1) Indiquez le nom et le lien vers le blog de la personne
2) Prendre le livre que l’on lit actuellement ou que l’on préfère à la page 123.
3) Recopier le texte de la 5ème phrase et des 3 suivantes.
4) Indiquer titre et auteur du livre.
5) Choisir 4 autres blogeurs / blogeuses

Mon jeu de cartes

1) Je réitère : ça vient des Cahiers de Suzanne où sévit la belle Roxane.

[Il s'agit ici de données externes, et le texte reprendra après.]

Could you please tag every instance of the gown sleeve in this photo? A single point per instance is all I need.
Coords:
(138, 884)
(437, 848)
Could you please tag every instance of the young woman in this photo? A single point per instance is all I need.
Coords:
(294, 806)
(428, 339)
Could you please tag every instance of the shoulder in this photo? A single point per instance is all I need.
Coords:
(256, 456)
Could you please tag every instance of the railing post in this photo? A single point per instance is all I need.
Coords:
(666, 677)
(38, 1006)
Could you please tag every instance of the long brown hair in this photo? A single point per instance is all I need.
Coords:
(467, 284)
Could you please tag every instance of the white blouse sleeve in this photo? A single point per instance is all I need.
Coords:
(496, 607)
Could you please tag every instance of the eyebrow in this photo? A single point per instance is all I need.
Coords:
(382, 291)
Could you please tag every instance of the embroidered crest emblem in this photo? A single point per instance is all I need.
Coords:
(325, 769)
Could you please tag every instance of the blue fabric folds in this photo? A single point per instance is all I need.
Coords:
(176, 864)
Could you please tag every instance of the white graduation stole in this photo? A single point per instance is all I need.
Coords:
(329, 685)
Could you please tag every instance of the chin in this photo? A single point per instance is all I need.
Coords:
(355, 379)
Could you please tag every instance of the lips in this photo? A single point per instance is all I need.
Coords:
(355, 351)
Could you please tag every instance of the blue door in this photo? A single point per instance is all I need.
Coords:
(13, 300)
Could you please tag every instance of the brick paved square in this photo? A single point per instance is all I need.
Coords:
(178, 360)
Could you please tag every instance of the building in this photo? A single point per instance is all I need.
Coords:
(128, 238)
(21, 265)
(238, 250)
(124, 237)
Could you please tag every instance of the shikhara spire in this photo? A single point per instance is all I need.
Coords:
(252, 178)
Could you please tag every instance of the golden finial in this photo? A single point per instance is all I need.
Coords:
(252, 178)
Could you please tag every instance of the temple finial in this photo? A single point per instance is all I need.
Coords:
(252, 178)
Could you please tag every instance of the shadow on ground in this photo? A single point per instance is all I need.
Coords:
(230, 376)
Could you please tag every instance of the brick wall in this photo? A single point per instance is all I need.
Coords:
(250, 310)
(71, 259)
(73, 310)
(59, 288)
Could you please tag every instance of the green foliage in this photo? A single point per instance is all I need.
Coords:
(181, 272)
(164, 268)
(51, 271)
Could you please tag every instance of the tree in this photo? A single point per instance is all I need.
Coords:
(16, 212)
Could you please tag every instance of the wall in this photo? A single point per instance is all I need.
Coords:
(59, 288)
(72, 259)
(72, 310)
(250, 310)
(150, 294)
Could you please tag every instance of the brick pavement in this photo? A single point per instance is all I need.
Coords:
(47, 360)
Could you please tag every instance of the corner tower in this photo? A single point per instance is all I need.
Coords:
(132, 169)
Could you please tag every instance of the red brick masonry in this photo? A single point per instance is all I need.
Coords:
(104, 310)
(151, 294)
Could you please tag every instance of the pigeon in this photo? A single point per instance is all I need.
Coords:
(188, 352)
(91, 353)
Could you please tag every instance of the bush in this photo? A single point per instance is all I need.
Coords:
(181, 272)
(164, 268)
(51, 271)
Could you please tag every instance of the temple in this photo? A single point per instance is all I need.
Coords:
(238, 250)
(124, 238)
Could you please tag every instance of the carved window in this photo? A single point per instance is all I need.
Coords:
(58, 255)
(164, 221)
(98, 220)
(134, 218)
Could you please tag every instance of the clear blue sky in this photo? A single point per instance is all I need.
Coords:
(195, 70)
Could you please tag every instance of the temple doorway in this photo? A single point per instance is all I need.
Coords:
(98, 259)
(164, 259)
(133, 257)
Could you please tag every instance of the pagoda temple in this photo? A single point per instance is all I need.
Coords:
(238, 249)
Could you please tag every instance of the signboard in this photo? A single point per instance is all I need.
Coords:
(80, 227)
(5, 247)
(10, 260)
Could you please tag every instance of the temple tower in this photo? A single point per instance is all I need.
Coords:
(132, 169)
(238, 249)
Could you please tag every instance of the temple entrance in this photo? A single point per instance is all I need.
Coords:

2) Voilà, je le prends sur la table de nuit… ouh, quel suspense!

3) « Vous vous y connaissez en bibelots, hein? » dit-il d’un ton dégagé, et il prend un chiffon pour l’essuyer. La partie supérieure, vous explique-t-il soigneusement, était destinée aux toasts beurrés, la partie du milieu aux sablés, la partie inférieure à « deux sortes de gâteaux ». Pour l’instant, toutefois, elle remplit un tout autre office : sur le rayon du haut se trouvent son téléescope, sa boussole et une Bible ; au milieu sa correspondance qui consiste uniquement en ses enveloppes de salaires ; en bas, trône avec une imposante gravité, un pot de chambre qu’il appelle « le meuble de famille », auquel se rattache une mystérieuse histoire dont il me révélera un jour le secret ».

4) Le Quatuor d’Alexandrie, in Justine, par Lawrence Durrel.

5) J’aurais volontiers taggué Thom, Agnès et Fashion, mais je redoute le lynchage collectif. je jette donc mon dévolu sur Christophe, Arbobo et Amanda. Et pour la bonne bouche, je taggue ma correspondante de nuit, Sabine.

POST-SCRIPTUM SUPERFLU A L’USAGE DE QUELQUES LECTEURS CHERIS, MAIS MAL EMBOUCHES : ceci est une chaîne non-midinette et parfaitement snob littéraire. J’ai vérifié si tous les critères étaient compatibles. Et que pourrait bien foutre Lawrence Durrell dans les mains d’une midinette, non mais?